靴なんてもらったことなかった。それどころか靴が作れるなんて考えもしない。
「まさかこんなにすぐ出番があるとはな!」
コンゴウ団の人たちの履く靴によく似ているけれど、色と形はちょっと違う。くるぶしまでの高さに色はギンガ団カラーだ。
「あんたには世話になっているし、オレはあんたがヒスイのどこもかしこも走っていくのを気にいってる」
そうやって話してくれる話を聞いているのに、私の視界はゆっくりと滲んでいく。
この人はいつもそうだ。苦労を惜しまず、必要だからという理由で私にいろいろなものを譲ってくれた。それはきっと、即物なものだけではなく、その靴を作るための時間だってそうだっただろう。
「まあおかげで探すのにも苦労するがな。……うん?」
靴を覗き込んで俯いたままの私に気づいてしまったらしく、喋っていたのを止めてしまう。私は気を遣わせたくなくて、話そうとしたけど、嗚咽がどうしても邪魔だった。
「あ、の、……ぐ、ぐつ、ありがと、っ、ござ」
「いいよ、泣きたい時は泣けよな」
しゃくりあげる私のお礼を遮るようにそう言ったセキさんに、堰き止めていた涙が一気に溢れ出した。
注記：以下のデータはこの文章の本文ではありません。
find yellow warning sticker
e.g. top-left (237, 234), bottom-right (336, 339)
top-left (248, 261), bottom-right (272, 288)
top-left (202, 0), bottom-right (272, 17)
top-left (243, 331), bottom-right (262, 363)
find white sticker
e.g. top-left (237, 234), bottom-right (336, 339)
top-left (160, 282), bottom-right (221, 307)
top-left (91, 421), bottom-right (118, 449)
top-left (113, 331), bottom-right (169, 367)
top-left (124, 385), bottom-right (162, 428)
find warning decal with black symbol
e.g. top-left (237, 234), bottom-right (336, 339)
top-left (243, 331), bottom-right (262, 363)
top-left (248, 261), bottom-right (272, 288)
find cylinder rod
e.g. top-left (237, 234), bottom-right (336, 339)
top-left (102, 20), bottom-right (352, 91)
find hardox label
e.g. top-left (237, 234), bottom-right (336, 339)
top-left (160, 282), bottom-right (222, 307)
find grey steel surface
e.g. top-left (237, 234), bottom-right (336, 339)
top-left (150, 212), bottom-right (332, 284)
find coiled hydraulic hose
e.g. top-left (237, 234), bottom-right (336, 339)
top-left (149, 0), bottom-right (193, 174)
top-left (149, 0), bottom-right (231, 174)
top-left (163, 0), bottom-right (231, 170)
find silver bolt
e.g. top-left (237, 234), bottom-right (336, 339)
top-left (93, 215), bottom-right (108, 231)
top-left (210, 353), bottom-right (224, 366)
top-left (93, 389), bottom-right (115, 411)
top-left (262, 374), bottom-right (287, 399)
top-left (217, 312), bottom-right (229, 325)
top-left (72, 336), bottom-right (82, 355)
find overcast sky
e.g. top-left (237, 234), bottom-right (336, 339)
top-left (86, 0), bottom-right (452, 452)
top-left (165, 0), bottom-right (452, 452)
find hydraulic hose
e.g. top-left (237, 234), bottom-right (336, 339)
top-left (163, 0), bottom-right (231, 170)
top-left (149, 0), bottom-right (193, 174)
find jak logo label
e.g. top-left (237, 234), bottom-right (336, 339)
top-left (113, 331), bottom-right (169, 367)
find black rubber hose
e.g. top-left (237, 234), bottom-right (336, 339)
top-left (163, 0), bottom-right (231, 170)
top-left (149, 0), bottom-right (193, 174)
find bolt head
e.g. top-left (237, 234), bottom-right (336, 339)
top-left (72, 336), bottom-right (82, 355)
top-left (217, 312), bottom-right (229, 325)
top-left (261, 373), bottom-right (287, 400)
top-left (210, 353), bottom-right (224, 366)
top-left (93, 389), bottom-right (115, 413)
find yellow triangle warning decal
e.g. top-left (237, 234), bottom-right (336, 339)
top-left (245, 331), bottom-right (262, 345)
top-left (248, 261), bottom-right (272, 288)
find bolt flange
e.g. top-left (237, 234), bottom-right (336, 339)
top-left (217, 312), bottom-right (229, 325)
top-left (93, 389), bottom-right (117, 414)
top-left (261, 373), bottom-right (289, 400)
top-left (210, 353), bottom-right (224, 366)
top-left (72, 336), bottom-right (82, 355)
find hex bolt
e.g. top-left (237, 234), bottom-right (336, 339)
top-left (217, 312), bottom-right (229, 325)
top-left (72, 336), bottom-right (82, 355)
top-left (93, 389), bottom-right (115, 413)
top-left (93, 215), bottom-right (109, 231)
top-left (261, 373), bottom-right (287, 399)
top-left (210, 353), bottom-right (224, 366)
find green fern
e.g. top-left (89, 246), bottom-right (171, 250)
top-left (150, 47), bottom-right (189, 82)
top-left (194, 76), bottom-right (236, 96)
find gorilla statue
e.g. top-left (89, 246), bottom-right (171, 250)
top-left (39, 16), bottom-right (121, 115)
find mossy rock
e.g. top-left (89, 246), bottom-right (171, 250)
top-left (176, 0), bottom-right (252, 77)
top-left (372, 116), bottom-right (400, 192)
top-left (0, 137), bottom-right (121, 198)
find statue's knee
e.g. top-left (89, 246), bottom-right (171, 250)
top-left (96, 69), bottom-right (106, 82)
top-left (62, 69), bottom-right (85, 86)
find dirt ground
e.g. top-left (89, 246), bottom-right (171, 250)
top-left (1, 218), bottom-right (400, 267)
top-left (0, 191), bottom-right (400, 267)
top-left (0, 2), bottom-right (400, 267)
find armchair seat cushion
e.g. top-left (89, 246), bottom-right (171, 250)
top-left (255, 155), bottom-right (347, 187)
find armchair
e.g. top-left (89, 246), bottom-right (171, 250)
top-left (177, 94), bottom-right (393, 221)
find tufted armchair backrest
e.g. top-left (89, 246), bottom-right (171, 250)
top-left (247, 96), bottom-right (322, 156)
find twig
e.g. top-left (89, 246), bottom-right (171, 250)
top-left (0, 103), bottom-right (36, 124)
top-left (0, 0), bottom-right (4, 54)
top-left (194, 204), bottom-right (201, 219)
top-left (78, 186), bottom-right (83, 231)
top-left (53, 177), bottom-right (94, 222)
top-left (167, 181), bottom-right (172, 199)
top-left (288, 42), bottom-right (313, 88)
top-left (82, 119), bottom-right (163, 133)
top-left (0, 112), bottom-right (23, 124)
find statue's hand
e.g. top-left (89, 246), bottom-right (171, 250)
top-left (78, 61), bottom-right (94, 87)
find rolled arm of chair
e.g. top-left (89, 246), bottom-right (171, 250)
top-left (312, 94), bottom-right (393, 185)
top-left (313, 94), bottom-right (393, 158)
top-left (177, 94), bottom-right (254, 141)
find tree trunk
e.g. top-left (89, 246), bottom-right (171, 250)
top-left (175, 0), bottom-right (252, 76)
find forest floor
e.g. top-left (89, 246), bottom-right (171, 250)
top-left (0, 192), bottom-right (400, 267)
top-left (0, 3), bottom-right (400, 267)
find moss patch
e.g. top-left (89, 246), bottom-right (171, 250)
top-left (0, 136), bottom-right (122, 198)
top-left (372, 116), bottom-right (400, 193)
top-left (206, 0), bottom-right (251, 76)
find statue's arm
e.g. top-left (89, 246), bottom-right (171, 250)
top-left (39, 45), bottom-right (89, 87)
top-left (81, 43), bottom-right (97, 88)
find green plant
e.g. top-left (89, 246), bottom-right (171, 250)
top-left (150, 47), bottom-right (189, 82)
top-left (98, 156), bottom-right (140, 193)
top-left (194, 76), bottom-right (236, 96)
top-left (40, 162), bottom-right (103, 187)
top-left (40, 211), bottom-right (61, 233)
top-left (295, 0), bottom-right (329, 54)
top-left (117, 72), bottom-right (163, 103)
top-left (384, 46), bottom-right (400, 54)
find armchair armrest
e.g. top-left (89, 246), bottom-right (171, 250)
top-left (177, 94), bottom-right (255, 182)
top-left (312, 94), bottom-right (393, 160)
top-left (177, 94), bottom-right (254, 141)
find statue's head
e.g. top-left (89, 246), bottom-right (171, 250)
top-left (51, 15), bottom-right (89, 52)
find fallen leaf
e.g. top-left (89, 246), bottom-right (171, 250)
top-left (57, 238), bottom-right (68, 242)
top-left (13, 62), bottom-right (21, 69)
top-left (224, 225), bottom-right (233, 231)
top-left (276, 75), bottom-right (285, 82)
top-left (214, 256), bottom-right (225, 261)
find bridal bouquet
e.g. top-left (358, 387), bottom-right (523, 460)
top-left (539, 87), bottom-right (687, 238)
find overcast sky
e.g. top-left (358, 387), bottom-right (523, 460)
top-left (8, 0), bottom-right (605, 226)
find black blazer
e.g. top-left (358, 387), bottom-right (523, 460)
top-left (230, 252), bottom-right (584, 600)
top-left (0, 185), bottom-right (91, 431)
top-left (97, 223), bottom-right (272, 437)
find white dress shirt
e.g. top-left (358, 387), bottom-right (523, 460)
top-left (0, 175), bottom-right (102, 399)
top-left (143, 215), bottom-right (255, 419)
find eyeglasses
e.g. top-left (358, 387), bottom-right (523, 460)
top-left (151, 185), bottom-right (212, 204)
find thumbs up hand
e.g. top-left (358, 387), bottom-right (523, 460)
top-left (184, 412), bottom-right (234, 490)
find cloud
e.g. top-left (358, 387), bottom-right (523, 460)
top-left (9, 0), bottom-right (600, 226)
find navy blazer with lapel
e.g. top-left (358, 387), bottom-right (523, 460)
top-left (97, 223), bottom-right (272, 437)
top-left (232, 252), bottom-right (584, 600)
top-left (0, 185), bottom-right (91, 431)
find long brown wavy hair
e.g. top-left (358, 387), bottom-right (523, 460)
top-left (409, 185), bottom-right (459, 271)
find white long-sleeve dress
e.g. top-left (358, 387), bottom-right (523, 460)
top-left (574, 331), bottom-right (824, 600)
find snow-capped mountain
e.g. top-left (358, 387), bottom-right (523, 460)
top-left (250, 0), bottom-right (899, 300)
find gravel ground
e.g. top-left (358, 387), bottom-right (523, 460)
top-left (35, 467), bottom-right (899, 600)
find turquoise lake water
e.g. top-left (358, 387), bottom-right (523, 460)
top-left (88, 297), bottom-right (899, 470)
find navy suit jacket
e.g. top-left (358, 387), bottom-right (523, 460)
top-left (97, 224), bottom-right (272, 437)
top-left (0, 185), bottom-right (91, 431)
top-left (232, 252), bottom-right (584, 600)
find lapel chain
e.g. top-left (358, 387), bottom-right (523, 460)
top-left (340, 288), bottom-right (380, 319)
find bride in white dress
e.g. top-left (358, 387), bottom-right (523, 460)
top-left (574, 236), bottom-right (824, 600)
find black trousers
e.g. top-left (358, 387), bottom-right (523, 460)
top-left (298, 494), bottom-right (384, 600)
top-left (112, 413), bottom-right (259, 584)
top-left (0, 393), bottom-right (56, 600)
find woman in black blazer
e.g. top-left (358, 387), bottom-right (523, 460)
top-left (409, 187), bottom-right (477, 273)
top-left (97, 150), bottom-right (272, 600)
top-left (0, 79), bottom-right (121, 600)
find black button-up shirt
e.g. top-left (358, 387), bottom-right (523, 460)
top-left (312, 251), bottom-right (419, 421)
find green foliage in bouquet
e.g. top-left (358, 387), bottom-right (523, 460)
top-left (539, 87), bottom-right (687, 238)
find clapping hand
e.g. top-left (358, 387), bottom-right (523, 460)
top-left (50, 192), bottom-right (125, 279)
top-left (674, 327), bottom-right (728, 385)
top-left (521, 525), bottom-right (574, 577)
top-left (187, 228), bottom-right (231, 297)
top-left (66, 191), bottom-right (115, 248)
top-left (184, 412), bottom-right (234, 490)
ううーと唸る私に、セキさんは慣れたように頭をガシガシと撫でてくる。足がすでにボロボロなのに、頭までぐしゃぐしゃにされたら、どうしようもないのでやめて欲しい。
そう言いたい声も出なくて、私は涙が止まるまでセキさんにされるがままだった。
「ようやく落ち着いたか」
リーフィアちゃんが退屈しすぎて、周りの木々の実を全て取り尽くしてしまったくらいで落ち着いた私は、その中でもオボンのみを渡されて、大人しくかじっていた。
「ところでそろそろそれを履いちゃくれねえか」
サイズを確認したいと言うセキさんの顔を見て、頷こうとした首がぴたりと止まる。
「……い、いやです」
「あ?どうしてだよ」
「足汚れてるのに、今履きたくない」
子供の駄々と同レベルのそれを口に出すのは、とんでもなく恥ずかしかったけれど、首をブンブンと横に振ってじっとセキさんを見た。セキさんは私の主張に目を見開いていたが、吹き出すように笑っていつもの髪をかきあげるような素振りで頭を押さえた。
「そいつは仕方ねえな」
小気味のいい笑い声を上げた彼は私の前にしゃがみ込む。
「セキさん?何やって……」
「仕方ねえからコトブキムラに着くまで待ってやるよ。ったくよぉ、急いで帰るぞ、なまえ」
コンゴウ団のマークの着いた羽織が、思ったよりも大きな背中にかかっている。この人は団を背負っている人で、そんな人の背中に負ぶさるなんて。
そう思っていながらも、私の体はずいぶん素直だった。泣いて疲れて、足も痛くて、多分そんなに躊躇もなく、私はその背中に飛びついた。その勢いにうっと呻くセキさんに笑い声が出た。